Open Source Federated Clouds on the Horizon
Cloud computing has emerged as a model for providing access to large amounts of data and compute resources by using seamless interfaces independent of where and how the services are hosted. Ease of management, resource configuration, and low-cost maintenance have helped the widespread deployment of cloud architectures worldwide.
Due to the huge uptick in new cloud services being offered by cloud service providers, it is becoming very hard to find a single provider to offer all services needed by end users in one place. We are witnessing the emergence of federations of clouds designed to satisfy complex user needs across multiple cloud environments.
Cloud Computing Today
Private clouds for enterprises have grown strongly in the last few years, and in particular, the telecommunications industry is evaluating cloud computing virtualization models as part of the migration towards Software-Defined Networking (SDN) and Network Function Virtualization (NFV) initiatives.
Contemporary cloud computing platforms remain predominantly locked in application and data silos, where interoperability and portability simply do not exist.
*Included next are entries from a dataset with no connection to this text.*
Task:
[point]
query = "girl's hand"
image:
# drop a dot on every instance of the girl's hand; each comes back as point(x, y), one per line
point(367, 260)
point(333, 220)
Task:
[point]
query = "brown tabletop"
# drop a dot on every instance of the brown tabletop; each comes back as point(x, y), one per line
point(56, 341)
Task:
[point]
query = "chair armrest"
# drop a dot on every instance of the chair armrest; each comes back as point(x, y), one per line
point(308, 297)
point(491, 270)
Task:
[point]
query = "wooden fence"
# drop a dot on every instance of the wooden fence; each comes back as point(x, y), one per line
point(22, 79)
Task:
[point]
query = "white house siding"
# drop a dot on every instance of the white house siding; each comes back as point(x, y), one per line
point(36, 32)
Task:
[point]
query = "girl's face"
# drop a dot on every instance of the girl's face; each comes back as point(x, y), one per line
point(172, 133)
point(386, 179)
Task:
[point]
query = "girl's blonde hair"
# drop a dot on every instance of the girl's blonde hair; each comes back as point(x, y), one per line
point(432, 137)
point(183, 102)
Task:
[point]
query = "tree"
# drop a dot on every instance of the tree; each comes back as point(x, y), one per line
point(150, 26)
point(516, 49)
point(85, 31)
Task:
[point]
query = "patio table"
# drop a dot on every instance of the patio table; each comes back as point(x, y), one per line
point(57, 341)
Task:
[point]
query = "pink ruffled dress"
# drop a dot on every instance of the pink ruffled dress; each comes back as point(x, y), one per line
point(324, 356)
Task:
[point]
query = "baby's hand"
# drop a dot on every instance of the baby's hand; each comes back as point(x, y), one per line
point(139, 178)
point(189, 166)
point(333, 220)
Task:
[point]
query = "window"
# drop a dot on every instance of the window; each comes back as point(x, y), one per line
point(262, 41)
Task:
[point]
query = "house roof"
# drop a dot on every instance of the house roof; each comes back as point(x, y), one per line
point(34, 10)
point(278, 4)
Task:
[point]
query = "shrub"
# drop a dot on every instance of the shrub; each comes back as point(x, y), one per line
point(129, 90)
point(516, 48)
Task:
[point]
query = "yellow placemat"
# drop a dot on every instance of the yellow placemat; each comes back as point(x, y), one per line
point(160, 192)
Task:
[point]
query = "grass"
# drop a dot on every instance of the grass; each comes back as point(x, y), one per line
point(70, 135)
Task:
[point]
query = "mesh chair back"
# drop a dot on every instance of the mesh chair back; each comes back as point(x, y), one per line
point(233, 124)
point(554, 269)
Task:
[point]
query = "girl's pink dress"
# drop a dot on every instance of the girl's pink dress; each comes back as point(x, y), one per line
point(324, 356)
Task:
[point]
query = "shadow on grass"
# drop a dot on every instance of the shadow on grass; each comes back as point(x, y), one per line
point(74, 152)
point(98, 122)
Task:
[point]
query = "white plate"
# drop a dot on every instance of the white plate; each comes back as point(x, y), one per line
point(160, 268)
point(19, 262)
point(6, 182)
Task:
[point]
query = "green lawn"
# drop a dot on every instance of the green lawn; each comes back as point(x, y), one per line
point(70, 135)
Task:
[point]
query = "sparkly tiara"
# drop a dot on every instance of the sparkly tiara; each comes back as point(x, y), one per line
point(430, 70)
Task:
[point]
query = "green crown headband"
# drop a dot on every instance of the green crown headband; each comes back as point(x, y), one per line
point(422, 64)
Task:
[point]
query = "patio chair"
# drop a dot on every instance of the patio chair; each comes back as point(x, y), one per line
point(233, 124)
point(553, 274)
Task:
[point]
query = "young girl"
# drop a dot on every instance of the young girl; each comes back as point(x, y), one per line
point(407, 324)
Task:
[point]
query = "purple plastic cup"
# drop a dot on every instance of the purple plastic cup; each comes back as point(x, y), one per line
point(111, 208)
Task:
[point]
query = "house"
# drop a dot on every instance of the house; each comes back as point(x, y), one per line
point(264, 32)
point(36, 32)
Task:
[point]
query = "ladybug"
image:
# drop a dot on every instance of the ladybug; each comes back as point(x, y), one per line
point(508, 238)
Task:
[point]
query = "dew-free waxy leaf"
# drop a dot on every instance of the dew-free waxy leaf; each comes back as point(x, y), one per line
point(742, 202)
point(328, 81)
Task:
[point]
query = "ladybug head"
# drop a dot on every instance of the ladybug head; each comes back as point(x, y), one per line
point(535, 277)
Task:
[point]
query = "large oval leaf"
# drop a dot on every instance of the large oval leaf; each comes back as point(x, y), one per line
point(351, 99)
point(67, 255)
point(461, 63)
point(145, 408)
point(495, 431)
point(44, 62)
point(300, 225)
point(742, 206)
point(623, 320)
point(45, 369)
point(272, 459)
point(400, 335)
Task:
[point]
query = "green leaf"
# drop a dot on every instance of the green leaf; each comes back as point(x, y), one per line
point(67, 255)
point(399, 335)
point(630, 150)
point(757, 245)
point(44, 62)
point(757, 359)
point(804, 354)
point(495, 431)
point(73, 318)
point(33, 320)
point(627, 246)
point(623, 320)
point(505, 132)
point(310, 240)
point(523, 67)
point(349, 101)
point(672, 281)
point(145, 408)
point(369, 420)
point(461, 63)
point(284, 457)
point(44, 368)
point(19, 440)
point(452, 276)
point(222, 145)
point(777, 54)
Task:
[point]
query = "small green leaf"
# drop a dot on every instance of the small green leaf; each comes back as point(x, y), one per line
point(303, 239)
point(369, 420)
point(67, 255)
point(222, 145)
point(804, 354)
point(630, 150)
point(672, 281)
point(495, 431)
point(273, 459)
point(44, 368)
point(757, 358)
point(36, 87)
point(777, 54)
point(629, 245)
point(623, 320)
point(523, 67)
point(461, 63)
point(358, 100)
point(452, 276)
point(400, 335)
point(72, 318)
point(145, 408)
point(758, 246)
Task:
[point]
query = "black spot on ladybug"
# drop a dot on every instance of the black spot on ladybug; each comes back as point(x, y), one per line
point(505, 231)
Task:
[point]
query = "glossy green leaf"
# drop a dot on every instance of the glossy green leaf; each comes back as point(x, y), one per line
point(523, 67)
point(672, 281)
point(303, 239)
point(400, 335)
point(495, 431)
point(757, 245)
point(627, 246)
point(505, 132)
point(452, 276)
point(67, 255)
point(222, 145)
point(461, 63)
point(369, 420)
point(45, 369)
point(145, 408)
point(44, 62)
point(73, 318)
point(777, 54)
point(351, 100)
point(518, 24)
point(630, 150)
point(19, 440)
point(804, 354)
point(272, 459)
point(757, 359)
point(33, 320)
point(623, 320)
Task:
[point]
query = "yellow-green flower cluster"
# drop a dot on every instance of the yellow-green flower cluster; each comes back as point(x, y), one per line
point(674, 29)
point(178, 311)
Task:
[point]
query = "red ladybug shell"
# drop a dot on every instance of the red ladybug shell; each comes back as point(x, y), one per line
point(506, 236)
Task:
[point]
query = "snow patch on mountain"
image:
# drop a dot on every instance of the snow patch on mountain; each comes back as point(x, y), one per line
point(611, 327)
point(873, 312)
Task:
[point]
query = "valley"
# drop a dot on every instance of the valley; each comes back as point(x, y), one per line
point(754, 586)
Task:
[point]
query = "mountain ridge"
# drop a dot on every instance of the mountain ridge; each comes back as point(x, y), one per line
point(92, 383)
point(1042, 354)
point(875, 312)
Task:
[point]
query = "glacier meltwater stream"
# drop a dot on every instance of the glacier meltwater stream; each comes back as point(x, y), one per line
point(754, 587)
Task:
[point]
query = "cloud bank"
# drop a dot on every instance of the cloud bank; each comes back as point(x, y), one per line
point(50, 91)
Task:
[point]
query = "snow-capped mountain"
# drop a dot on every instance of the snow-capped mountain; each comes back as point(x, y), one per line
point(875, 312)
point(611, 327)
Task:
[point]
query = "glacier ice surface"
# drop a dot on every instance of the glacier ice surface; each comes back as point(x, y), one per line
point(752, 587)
This lack of extensibility across different cloud environments creates roadblocks to the extraction of business value from previously untapped sources of revenue.
Our understanding of the challenges is not new. In 2009, Vinton Cerf, Google Vice President and Chief Internet Evangelist, was quoted by ReadWrite.com as saying, “I am seeing a possibility of inter-cloud problems mirroring the Internet problems we had thirty or forty years ago.” While companies are competing to make a bigger, better, larger cloud service, fewer people are concerned with the basic mechanics of the inter-cloud and how we can ensure that it all works efficiently, reliably, and securely. Said Cerf, “You build these clouds and they know about themselves and they know about their own resources, but they don’t know about any other cloud. So the question is: How do you say ‘send this information to this cloud over here’ if there isn’t any way to call it?”
Isolated clouds affect providers and customers alike:
- Provider lock-in requirements enforce cloud boundaries.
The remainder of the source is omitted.